That Drop: Struggling EDM Company Dives Thanks To Short Sellers

SFX Entertainment has struggled in the year since it went public, with an erratic CEO and a declining stock price, and is now a the public short target of at least one activist investor, sending the stock plunging.

Almost a year to the day after electronic dance music and festival company SFX Entertainment went public, it has become the public target of an activist short seller.

The investor, Alpha Exposure, said Monday on Seeking Alpha that it was shorting SFX, which owns dance music festivals such as Electric Zoo and Tomorrowland as well as an online DJ store, due to the company being "over-levered, unprofitable, and burning through its cash reserves at an alarming rate" and that this plus its badly rated debt makes it "nearly a coin flip as to whether or not the company defaults" and that its "equity is worthless."

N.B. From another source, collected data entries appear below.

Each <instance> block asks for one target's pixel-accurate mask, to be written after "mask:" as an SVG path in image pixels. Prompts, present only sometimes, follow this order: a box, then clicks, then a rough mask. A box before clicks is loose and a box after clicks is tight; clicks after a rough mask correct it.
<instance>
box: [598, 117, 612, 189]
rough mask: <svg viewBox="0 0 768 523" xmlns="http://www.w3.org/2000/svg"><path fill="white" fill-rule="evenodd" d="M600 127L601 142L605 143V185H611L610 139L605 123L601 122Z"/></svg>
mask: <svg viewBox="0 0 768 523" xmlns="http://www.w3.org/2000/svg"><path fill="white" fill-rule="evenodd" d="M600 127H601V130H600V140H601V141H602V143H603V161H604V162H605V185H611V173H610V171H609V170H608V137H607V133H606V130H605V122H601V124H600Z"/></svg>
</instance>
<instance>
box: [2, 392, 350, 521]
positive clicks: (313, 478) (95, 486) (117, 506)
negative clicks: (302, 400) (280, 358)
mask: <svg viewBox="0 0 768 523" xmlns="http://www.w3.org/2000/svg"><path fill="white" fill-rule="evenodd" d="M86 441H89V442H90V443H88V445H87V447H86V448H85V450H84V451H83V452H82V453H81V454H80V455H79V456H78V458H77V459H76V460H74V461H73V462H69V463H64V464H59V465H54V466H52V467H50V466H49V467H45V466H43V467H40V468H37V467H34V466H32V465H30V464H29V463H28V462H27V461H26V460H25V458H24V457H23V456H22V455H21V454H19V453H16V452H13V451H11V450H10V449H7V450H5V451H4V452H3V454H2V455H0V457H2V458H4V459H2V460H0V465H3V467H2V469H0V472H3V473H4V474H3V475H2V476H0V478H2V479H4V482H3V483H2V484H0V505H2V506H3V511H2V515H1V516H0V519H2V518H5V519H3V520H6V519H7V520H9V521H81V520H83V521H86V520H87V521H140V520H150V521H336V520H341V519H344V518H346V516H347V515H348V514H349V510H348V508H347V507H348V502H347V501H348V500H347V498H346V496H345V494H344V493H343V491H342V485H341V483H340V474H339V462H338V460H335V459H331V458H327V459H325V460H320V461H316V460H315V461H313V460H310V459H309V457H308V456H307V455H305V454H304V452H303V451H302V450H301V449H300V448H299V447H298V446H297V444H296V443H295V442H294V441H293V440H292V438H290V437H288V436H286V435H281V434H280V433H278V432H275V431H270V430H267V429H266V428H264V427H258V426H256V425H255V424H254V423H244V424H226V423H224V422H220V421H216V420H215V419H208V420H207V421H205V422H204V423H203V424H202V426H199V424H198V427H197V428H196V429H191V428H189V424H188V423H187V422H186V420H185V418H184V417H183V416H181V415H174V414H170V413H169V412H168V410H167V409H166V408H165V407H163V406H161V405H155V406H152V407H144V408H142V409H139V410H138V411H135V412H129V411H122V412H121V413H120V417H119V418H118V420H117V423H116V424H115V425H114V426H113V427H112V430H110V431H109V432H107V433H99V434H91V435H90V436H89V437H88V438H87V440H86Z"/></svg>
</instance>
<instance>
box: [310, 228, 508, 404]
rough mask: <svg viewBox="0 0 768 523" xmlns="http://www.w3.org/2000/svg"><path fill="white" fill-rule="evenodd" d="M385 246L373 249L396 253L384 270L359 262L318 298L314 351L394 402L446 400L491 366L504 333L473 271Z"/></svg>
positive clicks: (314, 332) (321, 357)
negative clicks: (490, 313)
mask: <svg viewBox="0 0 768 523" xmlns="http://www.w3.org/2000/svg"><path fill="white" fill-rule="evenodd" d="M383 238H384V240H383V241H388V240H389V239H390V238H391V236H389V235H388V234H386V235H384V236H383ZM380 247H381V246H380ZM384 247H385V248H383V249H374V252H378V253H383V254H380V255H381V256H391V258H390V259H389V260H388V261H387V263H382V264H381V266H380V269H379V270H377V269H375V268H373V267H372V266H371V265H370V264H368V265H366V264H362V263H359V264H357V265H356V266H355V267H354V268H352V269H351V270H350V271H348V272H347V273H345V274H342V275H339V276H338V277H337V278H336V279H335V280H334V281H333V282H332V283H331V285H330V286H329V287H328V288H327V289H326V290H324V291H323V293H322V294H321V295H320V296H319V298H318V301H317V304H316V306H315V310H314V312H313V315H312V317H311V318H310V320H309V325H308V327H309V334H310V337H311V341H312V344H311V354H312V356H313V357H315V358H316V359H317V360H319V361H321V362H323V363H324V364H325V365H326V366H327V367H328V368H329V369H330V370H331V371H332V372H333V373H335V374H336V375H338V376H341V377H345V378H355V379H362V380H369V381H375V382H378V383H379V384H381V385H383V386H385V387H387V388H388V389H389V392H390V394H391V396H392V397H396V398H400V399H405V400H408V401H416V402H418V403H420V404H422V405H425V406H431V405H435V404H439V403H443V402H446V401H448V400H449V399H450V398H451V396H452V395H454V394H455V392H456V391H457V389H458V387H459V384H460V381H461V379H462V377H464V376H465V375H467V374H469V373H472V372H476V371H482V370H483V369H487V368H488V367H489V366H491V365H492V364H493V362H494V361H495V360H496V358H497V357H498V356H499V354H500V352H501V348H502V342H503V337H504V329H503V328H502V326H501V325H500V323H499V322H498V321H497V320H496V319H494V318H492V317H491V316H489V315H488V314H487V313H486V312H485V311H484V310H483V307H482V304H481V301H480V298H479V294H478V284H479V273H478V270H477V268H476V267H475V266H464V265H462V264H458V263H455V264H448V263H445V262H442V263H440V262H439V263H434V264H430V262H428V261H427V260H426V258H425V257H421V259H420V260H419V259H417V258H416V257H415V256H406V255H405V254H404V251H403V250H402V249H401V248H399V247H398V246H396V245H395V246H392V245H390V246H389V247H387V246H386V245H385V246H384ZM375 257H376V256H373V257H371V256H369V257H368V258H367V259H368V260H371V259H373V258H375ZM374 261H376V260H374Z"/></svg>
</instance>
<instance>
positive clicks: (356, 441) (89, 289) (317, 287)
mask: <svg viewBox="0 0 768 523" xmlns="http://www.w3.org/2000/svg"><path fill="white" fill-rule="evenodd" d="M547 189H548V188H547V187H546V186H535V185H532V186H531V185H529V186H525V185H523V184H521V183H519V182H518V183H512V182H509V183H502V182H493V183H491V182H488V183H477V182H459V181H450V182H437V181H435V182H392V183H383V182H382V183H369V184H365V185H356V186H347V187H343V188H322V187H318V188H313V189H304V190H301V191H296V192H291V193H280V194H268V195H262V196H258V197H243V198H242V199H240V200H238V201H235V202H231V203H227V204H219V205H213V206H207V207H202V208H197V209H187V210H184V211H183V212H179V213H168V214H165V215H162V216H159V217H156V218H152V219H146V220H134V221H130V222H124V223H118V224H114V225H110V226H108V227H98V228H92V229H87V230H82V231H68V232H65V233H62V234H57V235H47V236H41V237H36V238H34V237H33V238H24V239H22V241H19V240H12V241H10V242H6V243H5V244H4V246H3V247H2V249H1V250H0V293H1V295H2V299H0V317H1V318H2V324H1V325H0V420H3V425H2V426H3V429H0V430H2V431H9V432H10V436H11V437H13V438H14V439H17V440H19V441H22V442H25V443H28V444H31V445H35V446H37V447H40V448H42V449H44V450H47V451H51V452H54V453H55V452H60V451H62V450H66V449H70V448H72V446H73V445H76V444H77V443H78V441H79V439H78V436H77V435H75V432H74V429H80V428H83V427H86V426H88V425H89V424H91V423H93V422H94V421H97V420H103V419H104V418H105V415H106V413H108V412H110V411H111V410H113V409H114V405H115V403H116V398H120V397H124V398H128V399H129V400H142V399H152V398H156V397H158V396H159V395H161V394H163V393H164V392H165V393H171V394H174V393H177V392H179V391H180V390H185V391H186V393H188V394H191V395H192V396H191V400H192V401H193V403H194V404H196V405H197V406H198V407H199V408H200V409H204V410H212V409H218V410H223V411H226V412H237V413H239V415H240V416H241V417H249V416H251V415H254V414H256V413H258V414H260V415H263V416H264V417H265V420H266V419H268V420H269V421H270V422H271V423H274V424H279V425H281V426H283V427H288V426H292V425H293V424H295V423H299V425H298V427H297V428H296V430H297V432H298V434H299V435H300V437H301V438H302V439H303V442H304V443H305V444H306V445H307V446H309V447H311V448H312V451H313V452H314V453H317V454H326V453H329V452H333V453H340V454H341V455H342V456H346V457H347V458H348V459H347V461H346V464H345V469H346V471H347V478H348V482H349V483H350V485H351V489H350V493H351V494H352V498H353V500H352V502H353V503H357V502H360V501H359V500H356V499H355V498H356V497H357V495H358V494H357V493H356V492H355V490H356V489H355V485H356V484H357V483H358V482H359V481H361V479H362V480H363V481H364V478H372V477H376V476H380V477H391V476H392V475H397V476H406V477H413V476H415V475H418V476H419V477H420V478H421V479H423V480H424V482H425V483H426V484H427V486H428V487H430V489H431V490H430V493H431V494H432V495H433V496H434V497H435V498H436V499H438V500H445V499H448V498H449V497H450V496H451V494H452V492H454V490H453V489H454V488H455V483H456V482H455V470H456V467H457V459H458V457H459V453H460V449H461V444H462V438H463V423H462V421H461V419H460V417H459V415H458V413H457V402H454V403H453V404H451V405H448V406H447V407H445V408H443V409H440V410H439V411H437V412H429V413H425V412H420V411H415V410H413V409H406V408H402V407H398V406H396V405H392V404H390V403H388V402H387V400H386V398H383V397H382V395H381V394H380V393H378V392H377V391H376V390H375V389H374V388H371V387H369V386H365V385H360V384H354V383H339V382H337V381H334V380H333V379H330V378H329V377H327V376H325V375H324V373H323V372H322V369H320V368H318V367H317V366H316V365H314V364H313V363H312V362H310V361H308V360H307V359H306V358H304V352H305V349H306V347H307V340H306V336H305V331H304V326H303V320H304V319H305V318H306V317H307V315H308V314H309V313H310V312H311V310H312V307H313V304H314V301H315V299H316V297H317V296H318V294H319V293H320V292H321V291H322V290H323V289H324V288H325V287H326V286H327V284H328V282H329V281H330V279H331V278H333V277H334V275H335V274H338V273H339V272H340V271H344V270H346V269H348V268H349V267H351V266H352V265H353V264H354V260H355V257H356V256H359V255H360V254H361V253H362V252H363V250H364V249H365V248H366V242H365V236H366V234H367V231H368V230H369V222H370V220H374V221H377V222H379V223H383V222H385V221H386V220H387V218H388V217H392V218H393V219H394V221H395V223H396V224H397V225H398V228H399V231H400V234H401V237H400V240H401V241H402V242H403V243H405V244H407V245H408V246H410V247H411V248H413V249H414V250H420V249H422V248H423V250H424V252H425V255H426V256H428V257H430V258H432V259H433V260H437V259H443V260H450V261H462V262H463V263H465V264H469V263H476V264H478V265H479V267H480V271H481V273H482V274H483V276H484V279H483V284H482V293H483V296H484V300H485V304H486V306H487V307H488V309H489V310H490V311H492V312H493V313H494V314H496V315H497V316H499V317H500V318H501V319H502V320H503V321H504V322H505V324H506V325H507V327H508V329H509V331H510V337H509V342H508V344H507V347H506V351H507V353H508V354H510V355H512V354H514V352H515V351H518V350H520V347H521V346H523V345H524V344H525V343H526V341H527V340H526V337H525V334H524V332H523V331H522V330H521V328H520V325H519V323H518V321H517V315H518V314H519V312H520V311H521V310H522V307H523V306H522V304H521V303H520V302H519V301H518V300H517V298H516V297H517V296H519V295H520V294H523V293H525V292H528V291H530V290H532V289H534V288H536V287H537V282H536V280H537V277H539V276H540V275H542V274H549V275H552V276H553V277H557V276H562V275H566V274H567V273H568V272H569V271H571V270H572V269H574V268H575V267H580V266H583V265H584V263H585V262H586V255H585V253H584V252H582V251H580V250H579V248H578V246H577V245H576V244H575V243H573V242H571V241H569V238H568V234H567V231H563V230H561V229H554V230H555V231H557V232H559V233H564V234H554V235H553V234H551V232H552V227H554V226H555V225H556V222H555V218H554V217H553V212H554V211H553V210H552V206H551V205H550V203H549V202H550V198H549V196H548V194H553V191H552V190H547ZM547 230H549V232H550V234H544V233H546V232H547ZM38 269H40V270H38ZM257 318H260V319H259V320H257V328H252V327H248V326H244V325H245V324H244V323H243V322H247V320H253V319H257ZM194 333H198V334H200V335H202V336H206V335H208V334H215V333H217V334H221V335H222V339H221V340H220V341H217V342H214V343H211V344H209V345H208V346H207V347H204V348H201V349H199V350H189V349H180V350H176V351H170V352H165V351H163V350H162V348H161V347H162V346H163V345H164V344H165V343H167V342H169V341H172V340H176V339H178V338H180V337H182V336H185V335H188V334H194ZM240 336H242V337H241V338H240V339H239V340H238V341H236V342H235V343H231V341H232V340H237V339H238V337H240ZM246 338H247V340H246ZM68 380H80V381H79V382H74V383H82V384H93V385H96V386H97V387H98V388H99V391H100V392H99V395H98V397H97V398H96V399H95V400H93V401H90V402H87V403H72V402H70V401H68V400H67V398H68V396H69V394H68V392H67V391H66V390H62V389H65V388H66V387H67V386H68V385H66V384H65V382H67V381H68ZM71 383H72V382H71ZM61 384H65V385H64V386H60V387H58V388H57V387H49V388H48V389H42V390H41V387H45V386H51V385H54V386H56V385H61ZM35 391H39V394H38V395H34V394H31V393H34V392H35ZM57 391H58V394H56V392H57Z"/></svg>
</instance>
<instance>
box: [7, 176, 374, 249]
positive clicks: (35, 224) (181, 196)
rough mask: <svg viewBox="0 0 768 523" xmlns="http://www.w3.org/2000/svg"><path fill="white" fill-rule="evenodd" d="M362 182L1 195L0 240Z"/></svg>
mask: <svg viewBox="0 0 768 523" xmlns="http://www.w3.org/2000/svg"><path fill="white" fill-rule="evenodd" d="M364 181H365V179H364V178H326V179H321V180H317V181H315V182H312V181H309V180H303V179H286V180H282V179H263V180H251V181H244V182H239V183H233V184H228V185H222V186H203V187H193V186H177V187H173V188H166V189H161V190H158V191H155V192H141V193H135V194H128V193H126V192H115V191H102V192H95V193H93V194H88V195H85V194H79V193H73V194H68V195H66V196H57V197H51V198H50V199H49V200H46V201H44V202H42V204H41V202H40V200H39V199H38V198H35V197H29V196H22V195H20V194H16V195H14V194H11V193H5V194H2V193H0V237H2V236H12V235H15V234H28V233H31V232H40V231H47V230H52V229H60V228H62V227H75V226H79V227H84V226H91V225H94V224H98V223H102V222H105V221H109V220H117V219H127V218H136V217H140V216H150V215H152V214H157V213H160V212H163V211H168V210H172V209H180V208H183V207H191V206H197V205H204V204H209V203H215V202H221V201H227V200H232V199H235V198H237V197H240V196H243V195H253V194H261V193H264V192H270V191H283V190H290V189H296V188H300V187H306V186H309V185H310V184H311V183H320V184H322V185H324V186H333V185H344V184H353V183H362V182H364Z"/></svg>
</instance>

The news sent SFX's stock plunging nearly $1 per share, down from around $4.40 to $3.50 per share on Wednesday.

Indeed, it's been far from a year of PLUR for the struggling company's stock. After IPOing around $11 per share, SFX shares have steadily declined in the last year to less than half that before Alpha Exposure's short announcement.

And in March, CEO Robert Sillerman, who previously led the charge in consolidating regional concert promoters into what would later become Live Nation, displayed increasingly bizarre behavior—flipping off photographers and grabbing his crotch while deplaning a private flight to Miami—that caused analysts to question his sanity.